Paris, le 14 juillet (version pile)

ententecordiale

partie numéro 10.

Ce matin-là, la répétition s'était achevée avant midi. Afin de permettre aux musiciens de prendre part au jour de fête nationale. Alice était curieuse de voir si cela ressemblait aux parades organisées pour la Reine, lors de ses divers déplacements officiels. Mais ses joues avaient pris une teinte vermillon. Augustin lui avait tendu le bras, afin que la foule ne la happe pas. Par prudence, elle avait enfilé ses meilleures bottines, la malédiction des talons lui avait déjà subtilisé trois de ses  talons de chaussures. Cela lui donna un pas aisé, elle trottinait à ses côtés, emballée d'être à son bras. Lui déployait des trésors de flegme que n'eût pas renié un Anglo-saxon, pointant son attention vers les bonnets phrygiens arborés par un groupe qui défilait, l'aiguillant hors des aléas du trottoir, mais au fond de lui, remué par son insulaire toute en cheveux et en senteurs excitantes. Alice lui posait des questions sur la Révolution française, mais la musique militaire rendait la conversation impossible. Ils eurent tôt fait de prendre la tangente.  Maintenant,  dans la rue qui remontait vers des immeubles tout haussmanniens, il avait tout le loisir de profiter de sa vue sans risquer d'être bousculés.  Il  n'avait pas remarqué jusqu'alors qu'elle se tenait très droite. Le tissu de sa jupe produisait toute une variation de sons contre ses cuisses et ses hanches qui agaçait son imagination. Son cou tournait à peine un quart-de-tour tous les quelques pas, elle rencontrait son regard, toujours pour lui poser une nouvelle question. Se jetait-elle à l'eau ? Elle écoutait sa réponse, le sourire aux lèvres. Et lui humait  le parfum de sa peau, de ses cheveux ; elle avait découvert ses bras et sa gorge et il n'était pas sûr que le temps y fût pour quelque chose. Ils tombèrent d'accord  d'aller loin des festivités et il la conduisit jusqu'à  l'ancienne voie ferrée, au Jardin de la Petite Ceinture, où ils purent enfin déambuler tout leur saoûl.

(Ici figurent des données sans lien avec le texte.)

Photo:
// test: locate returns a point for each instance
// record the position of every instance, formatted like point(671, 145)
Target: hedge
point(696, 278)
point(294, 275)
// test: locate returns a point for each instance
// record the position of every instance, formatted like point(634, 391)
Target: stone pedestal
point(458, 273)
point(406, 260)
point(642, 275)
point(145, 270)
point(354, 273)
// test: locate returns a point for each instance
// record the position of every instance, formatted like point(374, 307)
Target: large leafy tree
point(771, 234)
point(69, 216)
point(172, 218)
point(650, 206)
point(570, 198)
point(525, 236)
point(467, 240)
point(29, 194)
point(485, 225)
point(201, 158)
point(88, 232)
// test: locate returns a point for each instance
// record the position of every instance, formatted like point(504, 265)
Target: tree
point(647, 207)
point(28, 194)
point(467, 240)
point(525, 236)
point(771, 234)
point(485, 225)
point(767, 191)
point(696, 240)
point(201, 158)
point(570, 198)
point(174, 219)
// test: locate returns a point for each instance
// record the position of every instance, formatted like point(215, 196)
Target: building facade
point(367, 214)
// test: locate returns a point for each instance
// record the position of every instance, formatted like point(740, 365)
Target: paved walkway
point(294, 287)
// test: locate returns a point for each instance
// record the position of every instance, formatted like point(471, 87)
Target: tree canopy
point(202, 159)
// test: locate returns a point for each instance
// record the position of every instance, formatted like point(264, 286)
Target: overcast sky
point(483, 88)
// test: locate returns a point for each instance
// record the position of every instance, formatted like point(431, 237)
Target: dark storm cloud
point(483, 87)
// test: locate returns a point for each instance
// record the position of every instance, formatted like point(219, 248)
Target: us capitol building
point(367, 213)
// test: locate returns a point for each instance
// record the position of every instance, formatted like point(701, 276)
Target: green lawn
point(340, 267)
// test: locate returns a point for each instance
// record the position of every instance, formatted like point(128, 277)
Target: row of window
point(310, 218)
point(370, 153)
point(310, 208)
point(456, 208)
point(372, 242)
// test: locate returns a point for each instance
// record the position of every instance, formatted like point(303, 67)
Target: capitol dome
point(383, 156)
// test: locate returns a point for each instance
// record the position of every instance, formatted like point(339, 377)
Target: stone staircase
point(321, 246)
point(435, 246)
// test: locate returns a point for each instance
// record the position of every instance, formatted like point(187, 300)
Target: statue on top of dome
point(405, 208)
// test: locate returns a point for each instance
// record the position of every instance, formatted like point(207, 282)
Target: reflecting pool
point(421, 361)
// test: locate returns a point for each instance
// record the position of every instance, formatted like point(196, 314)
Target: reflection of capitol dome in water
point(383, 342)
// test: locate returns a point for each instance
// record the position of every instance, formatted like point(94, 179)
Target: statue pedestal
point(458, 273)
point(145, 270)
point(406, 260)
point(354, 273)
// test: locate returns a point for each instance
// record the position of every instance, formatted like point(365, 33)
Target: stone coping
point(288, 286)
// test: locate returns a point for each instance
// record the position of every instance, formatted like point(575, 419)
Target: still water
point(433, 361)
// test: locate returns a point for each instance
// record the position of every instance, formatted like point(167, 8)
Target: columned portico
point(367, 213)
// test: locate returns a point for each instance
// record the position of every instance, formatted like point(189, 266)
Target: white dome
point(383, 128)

Lorsqu'Alice réitéra la question sur sa profession, il marqua une pause.

« Seriez-vous  choquée de la vérité ? Pour tout vous dire, je couvre ma profession de faux-semblants pour les autres. Car le commerce que je mène est répréhensible par la loi. Me planterez-vous-là si je vous explique ? »

  Elle ne tressaillit pas. C'était de bonne augure. Il ne tenta pas de l'embrasser à ce moment-là, mais il en eut envie. Il ne dit quand même pas pourquoi il importait des animaux exotiques. Une étape après l'autre. Elle voulut les voir et ils s'étaient retrouvés dans son dépôt, entre les singes, les koalas et les iguanes. Après lui avoir fait caresser les koalas, le chow-chow, le panda roux, il n'avait su se retenir de lui caresser les cheveux. Ils s'étaient embrassés, ils avaient cherché le bureau et son fauteuil, et s'en étaient arrangés. Il l'avait vue s'animer  de rose aux joues et dans le cou, il avait senti son souffle se raréfier quand il lui avait embrassé les seins, elle s'était coulée contre lui quand il lui avait délicatement relevé sa jupe et elle avait suivi de ses lèvres la sueur qui naissait de lui. Ils avaient fait connaissance en grand, et la nuit s'était avancée lorsqu'ils remirent le nez dehors. L'heure du feu d'artifice était passée.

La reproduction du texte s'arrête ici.